She is an icon! She is a role model for generations of young girls! Always good-looking, politically correct. Yes that’s Barbie! We have always known that she has a dark side! Mariel Clayton, who was born in South Africa and now live in Canada, is an artist who shows us this side of Barbie. His pictures are incredible and full of little details.
You must look back several times to see everything. The interview was published in our HONK! Divas Issue
KALTBLUT: When did you meet her the first time in your life? And how to you came up with the idea to show her darkside?
Mariel: I don’t remember when I got my first Barbie! I think I must have been 6 or 7 years old. I remember it was the ‘Peaches and Cream’ Barbie doll. I’m intrigued by sociopathy and the whole outer facade/inner workings concept and how the two don’t always correspond.
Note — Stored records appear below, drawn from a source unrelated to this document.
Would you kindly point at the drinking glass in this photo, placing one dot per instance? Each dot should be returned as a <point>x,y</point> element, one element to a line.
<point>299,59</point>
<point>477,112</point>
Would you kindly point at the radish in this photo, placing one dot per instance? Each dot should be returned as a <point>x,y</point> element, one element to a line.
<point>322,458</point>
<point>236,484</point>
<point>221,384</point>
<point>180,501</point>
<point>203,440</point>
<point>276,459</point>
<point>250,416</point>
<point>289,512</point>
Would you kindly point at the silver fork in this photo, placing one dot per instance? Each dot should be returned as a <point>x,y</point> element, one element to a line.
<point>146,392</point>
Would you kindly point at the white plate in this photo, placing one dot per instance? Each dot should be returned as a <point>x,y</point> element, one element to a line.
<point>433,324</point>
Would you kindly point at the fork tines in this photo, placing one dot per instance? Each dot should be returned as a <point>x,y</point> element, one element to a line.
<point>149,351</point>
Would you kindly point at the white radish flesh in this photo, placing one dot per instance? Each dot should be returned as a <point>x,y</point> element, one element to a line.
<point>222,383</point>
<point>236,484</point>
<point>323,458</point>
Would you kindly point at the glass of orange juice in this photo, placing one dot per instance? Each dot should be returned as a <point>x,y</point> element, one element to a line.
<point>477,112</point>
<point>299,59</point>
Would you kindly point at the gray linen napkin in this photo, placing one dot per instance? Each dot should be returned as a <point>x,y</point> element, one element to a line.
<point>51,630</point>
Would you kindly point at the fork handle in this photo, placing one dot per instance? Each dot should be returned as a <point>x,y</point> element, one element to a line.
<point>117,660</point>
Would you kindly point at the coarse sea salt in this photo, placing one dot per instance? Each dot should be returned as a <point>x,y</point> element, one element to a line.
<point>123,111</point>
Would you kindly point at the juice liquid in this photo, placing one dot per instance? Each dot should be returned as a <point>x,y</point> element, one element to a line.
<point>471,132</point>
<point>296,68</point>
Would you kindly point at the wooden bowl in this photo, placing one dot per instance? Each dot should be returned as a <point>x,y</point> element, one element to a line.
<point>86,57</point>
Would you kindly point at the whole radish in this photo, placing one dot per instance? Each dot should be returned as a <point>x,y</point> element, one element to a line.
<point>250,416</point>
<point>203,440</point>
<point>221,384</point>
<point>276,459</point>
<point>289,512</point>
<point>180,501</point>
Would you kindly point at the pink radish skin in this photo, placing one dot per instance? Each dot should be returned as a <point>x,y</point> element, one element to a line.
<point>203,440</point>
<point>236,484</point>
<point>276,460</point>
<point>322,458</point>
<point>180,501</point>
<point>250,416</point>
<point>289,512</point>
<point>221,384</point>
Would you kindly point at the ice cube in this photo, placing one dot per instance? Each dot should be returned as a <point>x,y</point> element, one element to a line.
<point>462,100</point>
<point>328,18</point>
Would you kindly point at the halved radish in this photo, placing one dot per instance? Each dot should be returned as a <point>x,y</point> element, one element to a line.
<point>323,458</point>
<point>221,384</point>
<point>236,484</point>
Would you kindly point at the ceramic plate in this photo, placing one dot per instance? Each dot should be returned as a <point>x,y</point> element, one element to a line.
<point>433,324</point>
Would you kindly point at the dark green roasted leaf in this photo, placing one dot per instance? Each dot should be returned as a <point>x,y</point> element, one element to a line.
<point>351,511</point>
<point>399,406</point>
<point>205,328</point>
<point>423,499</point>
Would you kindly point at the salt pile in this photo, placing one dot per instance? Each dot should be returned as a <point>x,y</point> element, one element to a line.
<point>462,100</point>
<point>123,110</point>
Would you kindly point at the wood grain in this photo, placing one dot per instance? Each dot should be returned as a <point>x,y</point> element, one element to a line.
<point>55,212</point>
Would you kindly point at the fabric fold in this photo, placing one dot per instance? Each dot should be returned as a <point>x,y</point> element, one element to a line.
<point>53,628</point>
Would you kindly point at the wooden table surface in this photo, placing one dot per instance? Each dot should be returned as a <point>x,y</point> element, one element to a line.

Barbie, as the ultimate stereotypical feminine icon just seems to lend herself to an alternate portrayal.
I think because she has been idolized as the epitome of everything that is ‘good’ about being female, being sweet and docile and taciturn etc etc. She has been sanitised to the point where she has absolutely no pesonallity whatsoever, so she just seemed to be the perfect model to explore the idea of this hidden evil.
KALTBLUT: Is Barbie a diva for you?
Mariel: I guess so – I think of the word ‘Diva’ as having a negative connotation though, someone who is bossy and demanding and spoiled. Someone who treats people badly because they believe they are better. I think there may be a part of Barbie that implies that.
KALTBLUT: Every single picture is amazing! And so much is going on there, the set, the decoration, every single piece. I quess it needs days to do all this. How long do you work on one picture?
Mariel: It’s tough to say! It absolutely depends on the complexity of the piece, and whether I need to make anything for it. For a regular ‘Homicide Barbie’ shot, it usually takes about a minimum 5 hours or so, to set everything up. While I am composing a shot, I constantly stop to look through my camera and make sure everything is lining up the same way through the lens ( I learnt this the hard way, your perspective when you’re sitting at a table is not the same as a camera view). If it’s any of the ‘Hystoria’ pieces – those took a lot longer, about 10 – 15 hours or more.
For those I had to make some of the props, costumes etc. It’s hard to say exactly the length of time, because I’m not really paying attention. With most of them I also have to stop, go to work ( cursed day job) sleep etc….
KALTBLUT: My favourite pictures are the one where Barbie is having sex. And also there the details are great. Where do you get the dildos etc from? Is Barbie a sex symbol?
Mariel: I make the little dildos by hand using polymer clay. I don’t see Barbie as a sex symbol at all – she looks nothing like a ‘normal’ human female. That sort of body isn’t even found in nature. She is a representation of what companies THINK women should aspire to look like, but the women who try to make themselves look like Barbie… are extremely unatractive and ‘fake’ looking.
KALTBLUT: Did you have any trouble with „Mattel“ the company who owns Barbie?
Mariel: So far I haven’t hear anything from Mattel… I’d like to keep it that way!!! Mattel tends to sue people who don’t ‘play nicely’ with their toys.
KALTBLUT: What will you do in the future with your doll-photography? Is there more work coming like this?
Mariel: I started out doing this as a hobby, and I will keep doing it as a hobby – as long as I keep getting the ideas I will keep making the pictures!
KALTBLUT: Can you pay your bills from your photography work? Or do you have to do something else for living?
Mariel: I work full-time as a travel agent – that’s how I pay the bills! I make a little money selling prints – and with that I usually buy more dolls or miniatures. I don’t know if this would ever become something I could do as a living, it would be great though – but I’m not holding my breath.